Per request, when I get a chance to get in Logic, I'll solo just the strings. And also experiment with swapping HS with LASS. 

-pete


----------



## José Herring (May 12, 2010)

Did a great job! 

I'd love to hear more of the legato stings. Please....


----------



## Ian Dorsch (May 12, 2010)

stevenson-again @ Wed May 12 said:


> the first demo i have heard has seriously gotten me to consider Hs.



Second that. Sounds fantastic, Peter. I'll look forward to hearing the LASS comparison!


----------



## Vision (May 12, 2010)

Ok. 

So.. I used The 24 bit Multi "All Cellos Div Spiccato". LASS's staccatos were a bit to long in comparison to the HS Staccatissimo patch. The Spiccato's are too short, but I think what's important here is hearing the articulation. In all fairness, I'm sure I could get fuller results from just layering and editing LASS patches together. Not to mention I didn't make any edits to the MIDI events or mix. HS is tailored for a "bigger" sound. LASS is more intimate. Best of both worlds. 


HS only:

http://www.box.net/shared/it4ax9222p

LASS w (HS Contrabass):

http://www.box.net/shared/691regx8k6


----------



## zvenx (May 12, 2010)

I can't tell you whose influences I hear in your music. But that to me it sounds wonderful..
thanks for this.
rsp


----------



## requiem_aeternam7 (May 12, 2010)

LASS and HS are definitely comparable and equal (but different) in short articulations. 

LASS can even be argued to sound better, more crisper and have a LITTLE bit more detail in their short articulations though it's also very chamber sounding compared to the big boomy HS sounds. Though obviously LASS can be layered and made to sound heavier with the various divisi groups. 

However so far in long articulations HS really has pulled ahead of the mighty LASS once and for all from what I heard on Dave's demo... I've never heard anything like those long detailed long strings on HS yet....


----------



## Olias (May 12, 2010)

Man, that is a hot-sh!t piece of music!


----------



## zvenx (May 12, 2010)

Hi Vision.
what kind of set up do you have?
are these on a regular drive or some RAIDED SSD?
thanks,
these really sound good.
rsp


----------



## Vision (May 12, 2010)

Thanks for kind words guys.



zvenx @ Wed May 12 said:


> I can't tell you whose influences I hear in your music. But that to me it sounds wonderful..
> thanks for this.
> rsp



Thanks a lot. If I had to name any influence, I'd have to say the Impressionist era of music in general.


----------



## Vision (May 12, 2010)

zvenx @ Wed May 12 said:


> Hi Vision.
> what kind of set up do you have?
> are these on a regular drive or some RAIDED SSD?
> thanks,
> ...



Thanks man. As far as CPU setup, I'm using a Mac Pro (Nehalem) 3.2ghz, 16Gigs of RAM. HS is streaming off of a 1TB 7200 RPM Drive. Based on my experience with HS so far, I would highly recommend putting this library on an SSD Drive. 

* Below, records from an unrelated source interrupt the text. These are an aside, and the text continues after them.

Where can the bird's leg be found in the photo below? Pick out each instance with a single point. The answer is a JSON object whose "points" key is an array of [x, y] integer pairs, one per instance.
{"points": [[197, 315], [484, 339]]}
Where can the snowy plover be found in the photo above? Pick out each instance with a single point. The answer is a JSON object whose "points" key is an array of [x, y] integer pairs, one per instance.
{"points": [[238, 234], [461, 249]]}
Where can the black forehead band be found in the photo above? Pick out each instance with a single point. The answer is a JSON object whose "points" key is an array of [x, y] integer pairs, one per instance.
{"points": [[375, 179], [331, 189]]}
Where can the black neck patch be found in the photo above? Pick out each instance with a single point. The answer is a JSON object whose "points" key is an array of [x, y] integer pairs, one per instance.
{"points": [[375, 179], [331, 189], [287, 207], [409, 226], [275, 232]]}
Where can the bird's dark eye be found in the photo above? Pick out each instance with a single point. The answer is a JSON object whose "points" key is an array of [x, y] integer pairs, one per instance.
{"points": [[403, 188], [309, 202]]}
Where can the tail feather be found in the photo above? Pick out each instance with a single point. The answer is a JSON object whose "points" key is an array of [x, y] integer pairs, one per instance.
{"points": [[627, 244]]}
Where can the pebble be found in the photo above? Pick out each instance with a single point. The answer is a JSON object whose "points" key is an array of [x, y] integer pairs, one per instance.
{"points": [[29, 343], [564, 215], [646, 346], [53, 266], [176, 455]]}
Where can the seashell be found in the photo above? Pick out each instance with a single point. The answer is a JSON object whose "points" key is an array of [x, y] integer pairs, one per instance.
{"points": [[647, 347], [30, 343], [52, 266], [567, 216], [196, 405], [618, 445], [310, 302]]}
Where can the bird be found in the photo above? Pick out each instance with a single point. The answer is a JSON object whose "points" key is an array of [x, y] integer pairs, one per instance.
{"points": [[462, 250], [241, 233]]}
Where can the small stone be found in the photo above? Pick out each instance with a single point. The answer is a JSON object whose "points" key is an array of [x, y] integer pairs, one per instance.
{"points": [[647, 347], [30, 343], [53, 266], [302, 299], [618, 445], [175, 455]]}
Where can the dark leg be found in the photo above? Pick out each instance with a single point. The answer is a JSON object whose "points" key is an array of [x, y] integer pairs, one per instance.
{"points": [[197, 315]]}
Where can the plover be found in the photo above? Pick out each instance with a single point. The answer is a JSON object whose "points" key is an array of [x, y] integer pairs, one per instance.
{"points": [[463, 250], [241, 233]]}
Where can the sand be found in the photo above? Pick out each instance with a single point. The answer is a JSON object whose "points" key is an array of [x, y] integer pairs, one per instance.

Streaming was problematic in Logic. The main string Cello part (repetitions) would lag if the track wasn't specifically chosen. I'm not sure if this is Logic specific, or perhaps I need to set up Play to be more efficient. 

But anomalies like that, push me in the direction of SSD in the near future. In my opinion, a 7200, while capable wouldn't survive a dense orchestration using HS without concessions. But as for now, it'll take some trail and error to see what limits I come across. 

I'm not too discouraged. I think I'll be able to get the job done with a slower drive for the most part.


----------



## gsilbers (May 12, 2010)

nice!

see why i like home made demos.. now we can see better the differences and uniqueness of each library. 

both are different and seem to work but for different sounds. HS of course sounds great for that huge cinema sound. even though the higher registers sounded a bit synthy, with perc/brass and sfx dialog etc youll never tell. still will sound huge.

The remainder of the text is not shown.